What you described is a form of exponential distribution, and you want to estimate the parameters of the exponential distribution, given the probability density observed in your data. Instead of using non-linear regression method (which assumes the residue errors are Gaussian distributed), one correct way is arguably a MLE (maximum likelihood estimation).

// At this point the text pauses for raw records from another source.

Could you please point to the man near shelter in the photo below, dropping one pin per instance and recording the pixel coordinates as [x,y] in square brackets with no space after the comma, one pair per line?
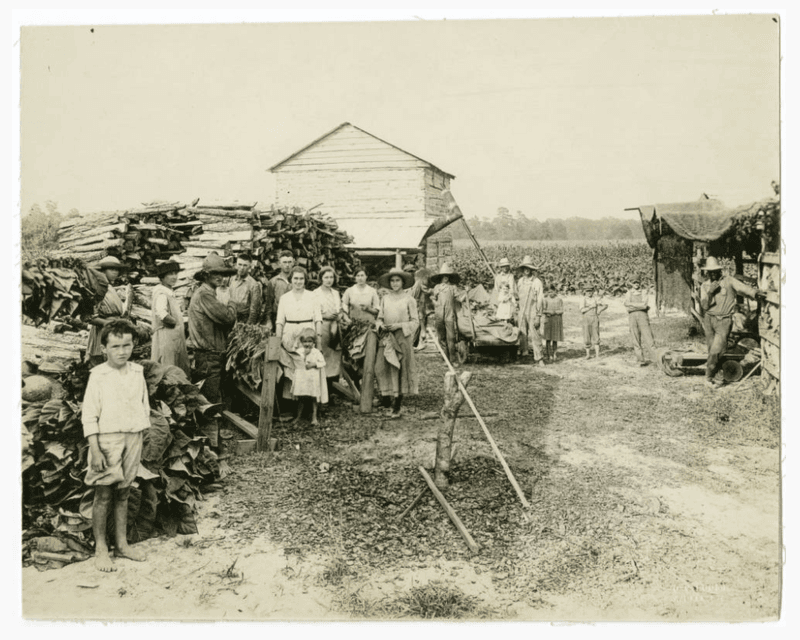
[718,302]
[636,303]
[245,292]
[281,283]
[209,323]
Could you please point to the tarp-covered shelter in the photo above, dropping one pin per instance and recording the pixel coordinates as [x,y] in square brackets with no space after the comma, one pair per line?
[671,230]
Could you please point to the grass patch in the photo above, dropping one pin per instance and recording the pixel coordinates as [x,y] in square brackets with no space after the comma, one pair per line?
[433,601]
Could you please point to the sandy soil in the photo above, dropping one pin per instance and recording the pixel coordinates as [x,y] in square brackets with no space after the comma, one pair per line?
[640,510]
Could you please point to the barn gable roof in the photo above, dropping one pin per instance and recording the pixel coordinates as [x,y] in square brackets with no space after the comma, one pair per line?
[347,124]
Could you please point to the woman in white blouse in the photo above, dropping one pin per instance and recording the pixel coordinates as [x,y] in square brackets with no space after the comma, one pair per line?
[298,309]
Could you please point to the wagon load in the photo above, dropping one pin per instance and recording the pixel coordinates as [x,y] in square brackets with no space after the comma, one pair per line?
[477,324]
[177,463]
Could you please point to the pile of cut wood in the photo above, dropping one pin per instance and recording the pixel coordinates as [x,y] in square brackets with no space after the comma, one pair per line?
[140,238]
[315,240]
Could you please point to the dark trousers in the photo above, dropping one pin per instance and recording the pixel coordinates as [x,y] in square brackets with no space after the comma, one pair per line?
[209,366]
[717,332]
[448,334]
[641,334]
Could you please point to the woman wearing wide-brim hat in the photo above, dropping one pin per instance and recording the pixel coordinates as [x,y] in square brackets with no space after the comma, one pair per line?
[395,365]
[445,295]
[531,301]
[110,308]
[421,292]
[503,276]
[169,340]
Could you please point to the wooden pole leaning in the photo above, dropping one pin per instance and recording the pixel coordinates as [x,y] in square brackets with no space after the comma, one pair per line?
[368,379]
[473,546]
[267,403]
[489,437]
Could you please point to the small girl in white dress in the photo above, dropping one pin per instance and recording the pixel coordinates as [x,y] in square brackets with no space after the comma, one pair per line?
[309,381]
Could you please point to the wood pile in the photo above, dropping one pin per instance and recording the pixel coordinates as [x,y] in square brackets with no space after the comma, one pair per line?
[315,240]
[140,238]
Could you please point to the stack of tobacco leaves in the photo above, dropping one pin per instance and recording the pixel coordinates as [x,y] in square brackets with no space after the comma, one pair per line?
[246,349]
[60,289]
[140,238]
[177,463]
[315,240]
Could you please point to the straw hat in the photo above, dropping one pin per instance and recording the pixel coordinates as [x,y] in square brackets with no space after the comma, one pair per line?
[110,262]
[446,270]
[527,263]
[213,263]
[167,267]
[712,264]
[407,278]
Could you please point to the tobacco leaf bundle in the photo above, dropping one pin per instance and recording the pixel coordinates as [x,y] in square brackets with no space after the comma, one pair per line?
[246,349]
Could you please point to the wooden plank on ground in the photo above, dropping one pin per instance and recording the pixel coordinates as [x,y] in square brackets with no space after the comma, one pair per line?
[240,423]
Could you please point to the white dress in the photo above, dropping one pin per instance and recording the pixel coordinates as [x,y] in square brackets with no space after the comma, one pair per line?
[310,383]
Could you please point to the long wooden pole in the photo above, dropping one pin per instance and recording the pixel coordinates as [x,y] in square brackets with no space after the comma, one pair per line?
[477,246]
[489,437]
[267,403]
[421,493]
[473,546]
[368,379]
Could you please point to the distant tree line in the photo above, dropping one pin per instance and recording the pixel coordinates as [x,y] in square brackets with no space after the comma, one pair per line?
[39,229]
[508,226]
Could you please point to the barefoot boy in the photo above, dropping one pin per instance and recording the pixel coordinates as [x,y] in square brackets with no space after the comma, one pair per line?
[116,411]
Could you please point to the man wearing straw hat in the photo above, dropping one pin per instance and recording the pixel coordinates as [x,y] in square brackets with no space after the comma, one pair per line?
[169,341]
[718,302]
[531,301]
[110,308]
[209,324]
[503,277]
[444,296]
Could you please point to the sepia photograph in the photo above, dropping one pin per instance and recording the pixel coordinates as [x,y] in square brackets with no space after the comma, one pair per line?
[420,319]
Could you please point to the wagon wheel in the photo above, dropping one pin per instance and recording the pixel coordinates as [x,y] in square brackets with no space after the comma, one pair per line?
[732,371]
[666,364]
[462,351]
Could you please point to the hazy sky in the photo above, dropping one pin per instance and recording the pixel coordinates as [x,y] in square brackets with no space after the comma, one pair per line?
[555,118]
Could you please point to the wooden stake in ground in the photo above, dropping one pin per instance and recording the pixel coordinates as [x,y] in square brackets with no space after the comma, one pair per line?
[453,399]
[268,393]
[421,493]
[368,379]
[473,546]
[472,406]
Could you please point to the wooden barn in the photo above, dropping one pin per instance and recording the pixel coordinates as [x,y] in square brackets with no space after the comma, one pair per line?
[382,195]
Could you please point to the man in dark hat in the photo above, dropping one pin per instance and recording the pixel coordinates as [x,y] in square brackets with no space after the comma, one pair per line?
[169,341]
[445,296]
[245,292]
[718,302]
[637,306]
[209,324]
[110,308]
[421,292]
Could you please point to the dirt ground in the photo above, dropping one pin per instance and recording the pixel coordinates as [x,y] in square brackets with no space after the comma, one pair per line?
[652,498]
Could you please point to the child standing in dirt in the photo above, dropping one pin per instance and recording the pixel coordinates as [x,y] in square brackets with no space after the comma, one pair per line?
[309,382]
[115,413]
[591,308]
[553,310]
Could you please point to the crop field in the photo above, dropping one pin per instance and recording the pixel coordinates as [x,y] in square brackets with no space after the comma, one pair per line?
[609,266]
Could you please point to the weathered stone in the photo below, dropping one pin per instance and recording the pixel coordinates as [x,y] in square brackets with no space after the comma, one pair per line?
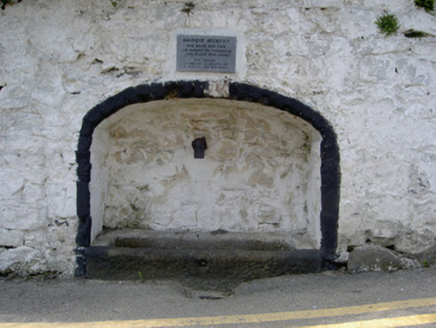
[373,258]
[328,54]
[11,238]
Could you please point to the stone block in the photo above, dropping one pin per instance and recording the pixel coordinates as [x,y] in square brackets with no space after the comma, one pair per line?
[323,3]
[373,258]
[11,238]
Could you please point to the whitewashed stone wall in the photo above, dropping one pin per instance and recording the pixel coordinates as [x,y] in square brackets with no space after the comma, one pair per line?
[61,58]
[260,173]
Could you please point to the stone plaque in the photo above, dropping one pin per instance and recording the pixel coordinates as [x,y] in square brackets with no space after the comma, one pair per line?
[203,53]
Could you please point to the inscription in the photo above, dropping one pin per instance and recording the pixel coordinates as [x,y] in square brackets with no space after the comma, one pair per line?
[202,53]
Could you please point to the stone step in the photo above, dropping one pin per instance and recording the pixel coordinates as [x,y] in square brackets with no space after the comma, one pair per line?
[215,260]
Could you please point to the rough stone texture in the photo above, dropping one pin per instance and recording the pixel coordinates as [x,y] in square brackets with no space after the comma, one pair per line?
[61,58]
[145,174]
[373,258]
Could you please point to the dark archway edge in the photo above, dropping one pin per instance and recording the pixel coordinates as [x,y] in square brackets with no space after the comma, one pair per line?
[330,158]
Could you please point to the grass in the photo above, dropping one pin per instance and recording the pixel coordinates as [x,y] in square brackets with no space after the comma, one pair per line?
[428,5]
[387,23]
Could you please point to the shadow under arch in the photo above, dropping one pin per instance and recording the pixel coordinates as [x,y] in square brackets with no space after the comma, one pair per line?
[329,152]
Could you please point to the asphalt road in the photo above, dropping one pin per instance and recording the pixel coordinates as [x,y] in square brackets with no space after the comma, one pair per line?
[288,301]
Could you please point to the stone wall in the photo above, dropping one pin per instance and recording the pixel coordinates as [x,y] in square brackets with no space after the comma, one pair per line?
[61,58]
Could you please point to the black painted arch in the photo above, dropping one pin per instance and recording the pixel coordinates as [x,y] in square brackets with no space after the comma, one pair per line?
[330,158]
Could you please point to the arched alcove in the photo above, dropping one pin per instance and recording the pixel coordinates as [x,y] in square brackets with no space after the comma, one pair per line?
[271,166]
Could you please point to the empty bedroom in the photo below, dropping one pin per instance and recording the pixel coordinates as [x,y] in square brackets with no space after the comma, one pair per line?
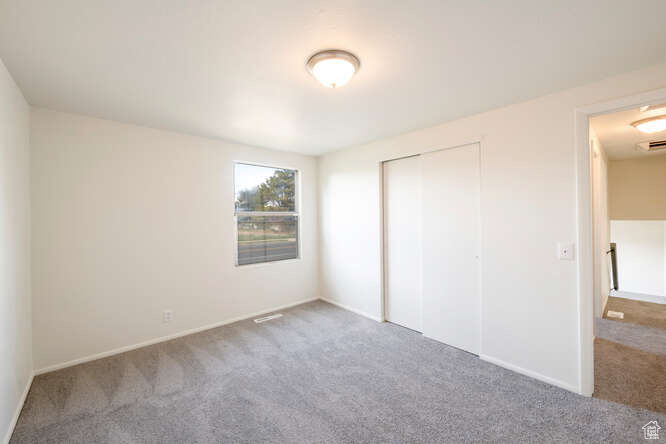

scipy provides a large number of continuous distributions in its stats library, and the MLE is implemented with the .fit() method. Of course, exponential distribution is there:

In [1]:

import numpy as np
import scipy.stats as ss
import matplotlib.pyplot as plt
%matplotlib inline
In [2]:
#generate data 
X = ss.expon.rvs(loc=0.5, scale=1.2, size=1000)

#MLE
P = ss.expon.fit(X)
print P
(0.50046056920696858, 1.1442947648425439)
#not exactly 0.5 and 1.2, due to being a finite sample

In [3]:
#plotting
rX = np.linspace(0,10, 100)
rP = ss.expon.pdf(rX, *P)
#Yup, just unpack P with *P, instead of scale=XX and shape=XX, etc.
In [4]:

#need to plot the normalized histogram with `normed=True`
plt.hist(X, normed=True)
plt.plot(rX, rP)
Out[4]:

Your distance will replace X here.